Yes you can. You are very good at what you are doing and you took the right step of seeking information for your decision. But you are the decision maker, you are too close to the problem. Your biases will most likely push you to seek data that attests your notion rather than seek the right information let alone seek data that contradicts your notion.

I plan to talk to customers and validate my hypotheses, isn’t that enough?

What are your hypotheses? How many customers? How did you choose them? What do you plan to ask them?  If you are simply verifying whether there exists few customers who are vaguely interested in a product that you have then yes, that is enough. The information you get from a few customers you talk to cannot validate any hypotheses about product features, pricing or segmentation. The output from “getting out of the building” and talking to prospects/customers is not data but informed hypotheses about their preferences, characteristics, buying processes, and segmentation that need to be validated across the wider market.

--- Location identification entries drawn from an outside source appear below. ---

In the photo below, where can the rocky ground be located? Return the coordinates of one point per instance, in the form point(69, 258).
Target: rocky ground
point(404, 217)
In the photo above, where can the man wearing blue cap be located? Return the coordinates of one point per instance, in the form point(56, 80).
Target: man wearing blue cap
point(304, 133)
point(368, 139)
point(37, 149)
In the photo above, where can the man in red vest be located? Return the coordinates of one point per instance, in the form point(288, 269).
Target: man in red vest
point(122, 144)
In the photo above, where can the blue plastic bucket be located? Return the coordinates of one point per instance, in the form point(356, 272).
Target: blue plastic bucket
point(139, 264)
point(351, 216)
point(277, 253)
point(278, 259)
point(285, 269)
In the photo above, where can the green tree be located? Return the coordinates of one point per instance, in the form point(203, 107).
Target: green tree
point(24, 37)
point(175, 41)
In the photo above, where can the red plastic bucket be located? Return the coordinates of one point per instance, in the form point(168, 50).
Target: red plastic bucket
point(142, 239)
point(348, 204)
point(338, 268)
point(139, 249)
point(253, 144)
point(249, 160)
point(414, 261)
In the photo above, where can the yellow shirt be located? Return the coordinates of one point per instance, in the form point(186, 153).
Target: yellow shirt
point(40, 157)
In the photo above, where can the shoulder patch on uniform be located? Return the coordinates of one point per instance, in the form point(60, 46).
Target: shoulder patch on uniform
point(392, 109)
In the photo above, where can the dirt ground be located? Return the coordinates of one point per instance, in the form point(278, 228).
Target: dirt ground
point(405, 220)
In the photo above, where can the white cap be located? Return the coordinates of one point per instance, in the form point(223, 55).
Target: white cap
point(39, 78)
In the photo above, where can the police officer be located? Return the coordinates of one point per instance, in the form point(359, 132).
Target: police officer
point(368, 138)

Isn’t it sending out surveys research?

No it is not. While a survey is an essential component of marketing research, sending out a canned survey or the one you designed yourself is not. First, there is the key step of doing qualitative research – customer interviews, focus groups, following the customer (ethnographic studies) and yes “getting out of the building” – that helps you find the language of your customers, the extremes of their preferences,  and hypotheses about them. Then comes survey or surveys custom designed to seek specific and relevant information  using rigorous data collection and analyses processes to validate these hypotheses. Remember, marketing research starts with talking to your target market and not with a canned survey.

Why would I spend money on hiring a professional do it?

Yes, there is cost to acquiring the information the right way, but what is the value of information to your venture?